Máquina do Tempo

Preservar para lembrar

Na foto o renomado historiador francês da Escola dos Annales Jacques Le Goff. (Fonte: www.cartaeducacao.com.br – Acesso em 08/09/18)

Na coluna dessa semana, resolvi falar sobre um assunto muito importante. A preservação dos patrimônios históricos. Você sabe o que é um patrimônio histórico? Qual a finalidade de um? E por que eles são importantes? Pois bem, existem vários aspectos a se levar em conta quando falamos de patrimônios históricos para além do ponto de vista histórico, a perspectiva arquitetônica, econômica, cultural, social, geográfica, turística etc., Contudo, como aspirante à historiadora, minha intenção aqui, é abordar esse tema diante da perspectiva histórica.
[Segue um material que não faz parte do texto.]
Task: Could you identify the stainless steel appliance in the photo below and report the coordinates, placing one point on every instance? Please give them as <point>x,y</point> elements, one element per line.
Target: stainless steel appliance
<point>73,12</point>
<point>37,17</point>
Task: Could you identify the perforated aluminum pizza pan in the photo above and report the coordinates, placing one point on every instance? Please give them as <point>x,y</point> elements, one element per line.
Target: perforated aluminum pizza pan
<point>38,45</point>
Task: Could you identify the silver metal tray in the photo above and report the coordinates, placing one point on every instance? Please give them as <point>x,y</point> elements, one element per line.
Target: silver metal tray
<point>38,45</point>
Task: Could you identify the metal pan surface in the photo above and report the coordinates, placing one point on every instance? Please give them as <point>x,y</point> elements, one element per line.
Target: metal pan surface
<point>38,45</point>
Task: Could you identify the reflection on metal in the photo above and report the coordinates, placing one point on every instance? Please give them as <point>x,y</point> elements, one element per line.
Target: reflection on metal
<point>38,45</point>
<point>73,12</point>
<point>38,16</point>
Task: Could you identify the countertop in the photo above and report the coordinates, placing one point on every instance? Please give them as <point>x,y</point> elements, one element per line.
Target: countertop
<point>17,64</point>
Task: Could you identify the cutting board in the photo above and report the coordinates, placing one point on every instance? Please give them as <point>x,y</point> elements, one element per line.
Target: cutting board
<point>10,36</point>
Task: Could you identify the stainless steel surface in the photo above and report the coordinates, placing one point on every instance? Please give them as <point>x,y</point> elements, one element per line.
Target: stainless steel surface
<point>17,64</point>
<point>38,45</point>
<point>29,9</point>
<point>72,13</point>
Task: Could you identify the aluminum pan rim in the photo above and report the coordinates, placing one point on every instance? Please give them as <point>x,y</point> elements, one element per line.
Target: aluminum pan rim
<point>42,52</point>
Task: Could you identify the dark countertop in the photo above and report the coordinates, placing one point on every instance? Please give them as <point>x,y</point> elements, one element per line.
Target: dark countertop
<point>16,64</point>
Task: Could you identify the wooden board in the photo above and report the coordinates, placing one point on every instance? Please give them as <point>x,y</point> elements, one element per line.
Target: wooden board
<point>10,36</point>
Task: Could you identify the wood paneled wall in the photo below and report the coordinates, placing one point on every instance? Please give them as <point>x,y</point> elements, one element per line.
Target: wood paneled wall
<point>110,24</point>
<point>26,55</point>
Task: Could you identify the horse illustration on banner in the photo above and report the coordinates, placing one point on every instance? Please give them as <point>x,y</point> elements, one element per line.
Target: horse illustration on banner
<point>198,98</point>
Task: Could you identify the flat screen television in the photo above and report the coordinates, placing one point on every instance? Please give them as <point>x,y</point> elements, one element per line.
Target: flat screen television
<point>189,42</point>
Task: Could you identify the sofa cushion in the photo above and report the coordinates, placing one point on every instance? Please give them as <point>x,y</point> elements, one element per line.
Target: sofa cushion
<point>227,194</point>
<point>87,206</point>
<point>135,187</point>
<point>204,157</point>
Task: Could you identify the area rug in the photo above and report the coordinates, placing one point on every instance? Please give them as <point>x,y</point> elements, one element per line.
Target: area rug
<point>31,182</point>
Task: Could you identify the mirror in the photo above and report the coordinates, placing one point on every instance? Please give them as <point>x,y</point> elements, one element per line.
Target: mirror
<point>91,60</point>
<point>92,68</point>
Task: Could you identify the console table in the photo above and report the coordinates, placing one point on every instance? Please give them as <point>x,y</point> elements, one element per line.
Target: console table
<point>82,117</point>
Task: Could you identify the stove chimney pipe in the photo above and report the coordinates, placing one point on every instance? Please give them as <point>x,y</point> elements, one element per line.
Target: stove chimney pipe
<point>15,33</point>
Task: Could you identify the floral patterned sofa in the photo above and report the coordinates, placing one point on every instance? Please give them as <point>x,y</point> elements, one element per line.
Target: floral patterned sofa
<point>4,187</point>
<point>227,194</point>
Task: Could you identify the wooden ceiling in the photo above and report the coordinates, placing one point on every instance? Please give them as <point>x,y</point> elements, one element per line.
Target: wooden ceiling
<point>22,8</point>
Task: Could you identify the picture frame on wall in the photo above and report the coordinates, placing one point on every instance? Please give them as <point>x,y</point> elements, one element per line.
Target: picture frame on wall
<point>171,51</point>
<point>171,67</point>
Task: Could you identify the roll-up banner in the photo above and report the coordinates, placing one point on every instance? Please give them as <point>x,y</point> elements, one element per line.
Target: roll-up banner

A preocupação com a preservação de patrimônios históricos começou na Europa, sobretudo pós Revolução Francesa (1789-1799), e no período pós e entre Guerras (1914-1945), devido à destruição massiva de cidades em tais eventos. Segundo o IPHAN (Instituto do Patrimônio Histórico e Artístico Nacional) um patrimônio histórico, por definição, é um título dado à bens materiais ou naturais, que dado processo de reconhecimento, fique comprovado valor inestimável para uma sociedade, nação, região, povoado ou comunidade. Ou seja, um patrimônio histórico pode ser uma construção, um objeto, um monumento, um lugar, que tenha uma história por detrás dele atrelada à história de um país, cidade, região ou comunidade.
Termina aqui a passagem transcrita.